PowerShell, for instance, has Format.ps1xml[0] that allows you to configure how objects get displayed by default (i.e. when that object gets emitted at the end of the pipeline). Such a concept could in principle be extended to have graphical elements. How cool would it be to have grep's output let you collapse matches from the same file!
[0] https://learn.microsoft.com/en-us/powershell/module/microsof...
incidentally ttyphoon is a terminal that uses a browser base gui framework. maybe there is that browser for the teminal...
Maybe you'd be interested to learn about plan9's graphical terminal. Its window manager runs entirely within it, and all windows just represent multiplexed access to limited areas of the terminal.
correct. the in-band sequences are dangerous and unwieldy. they don't convey enough information. they are a hack to work within the limitations if historical terminals. that's what this whole thread is about.
a separate graphics channel creates a separate window. then you have two windows. not good either. it needs to be one window, and considering that this window should be able to support multiple remote connections it needs to be local otherwise i would get a new window for each server i connect to. that works for some people, but not for me. and it needs to work through a single channel like ssh/mosh or another similar protocol and be forwardable.
so i want a third option. one approach is sending semantic data, letting the terminal interpret it and display it graphically. this is interesting because shells are already exploring semantic data. (elvish, murex, nushell, others...)
plan9 sounds interesting. i see several efforts to port aspects of it to linux. they all seem to have stalled. more work needs to be done here. that's what i am advocating.
It could be an interesting paradigm, though, to have a hybrid between fullscreen and traditional tty programs: you output some forms, they are displayed by the terminal inline, but your scrollback just works like normal, and you can freely copy and paste stuff into the form.

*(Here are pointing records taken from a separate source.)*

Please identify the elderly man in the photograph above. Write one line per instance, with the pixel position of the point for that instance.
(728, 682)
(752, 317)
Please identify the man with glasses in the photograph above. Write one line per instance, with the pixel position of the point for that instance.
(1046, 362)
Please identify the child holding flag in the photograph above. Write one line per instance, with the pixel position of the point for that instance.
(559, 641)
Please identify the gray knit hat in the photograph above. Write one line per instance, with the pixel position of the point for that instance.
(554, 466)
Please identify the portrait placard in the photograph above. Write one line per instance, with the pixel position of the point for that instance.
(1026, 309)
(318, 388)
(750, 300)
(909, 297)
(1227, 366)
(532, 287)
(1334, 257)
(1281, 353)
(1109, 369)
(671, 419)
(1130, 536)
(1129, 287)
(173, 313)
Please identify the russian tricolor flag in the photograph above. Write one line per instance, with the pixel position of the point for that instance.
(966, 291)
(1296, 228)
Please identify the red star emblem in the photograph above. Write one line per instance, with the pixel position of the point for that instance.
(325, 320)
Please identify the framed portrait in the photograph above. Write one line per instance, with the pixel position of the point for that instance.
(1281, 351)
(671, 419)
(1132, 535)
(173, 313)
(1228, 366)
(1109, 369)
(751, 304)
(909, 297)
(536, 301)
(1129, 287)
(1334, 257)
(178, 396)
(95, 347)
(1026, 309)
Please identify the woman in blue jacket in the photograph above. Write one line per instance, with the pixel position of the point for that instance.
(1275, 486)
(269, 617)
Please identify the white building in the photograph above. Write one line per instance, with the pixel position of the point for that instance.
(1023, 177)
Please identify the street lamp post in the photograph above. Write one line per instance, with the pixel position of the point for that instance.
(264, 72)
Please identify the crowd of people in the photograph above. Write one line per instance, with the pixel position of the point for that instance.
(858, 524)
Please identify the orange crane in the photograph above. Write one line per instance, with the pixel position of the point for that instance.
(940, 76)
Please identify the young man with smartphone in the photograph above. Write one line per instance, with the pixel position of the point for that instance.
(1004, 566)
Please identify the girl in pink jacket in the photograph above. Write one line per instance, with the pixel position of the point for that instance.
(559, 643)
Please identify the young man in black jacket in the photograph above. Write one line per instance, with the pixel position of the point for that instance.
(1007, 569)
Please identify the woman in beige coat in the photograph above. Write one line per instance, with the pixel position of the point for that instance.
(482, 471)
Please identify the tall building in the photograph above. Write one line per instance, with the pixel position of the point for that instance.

Once you submit the form, it becomes non-interactive, but stays in your scrollback buffer. You can select and copy textual data from it, but the form’s chrome cannot be selected as line drawing characters.
Probably could be a piece of concept art, I guess.
Emacs is text based (mostly), but customization happens through the the concept of Faces, not ansi escape codes. You can then embed properties in the text objects and have them react to click events. The only element missing is a 2D context that could be animated (if it's static, you can use SVG as Emacs can render it).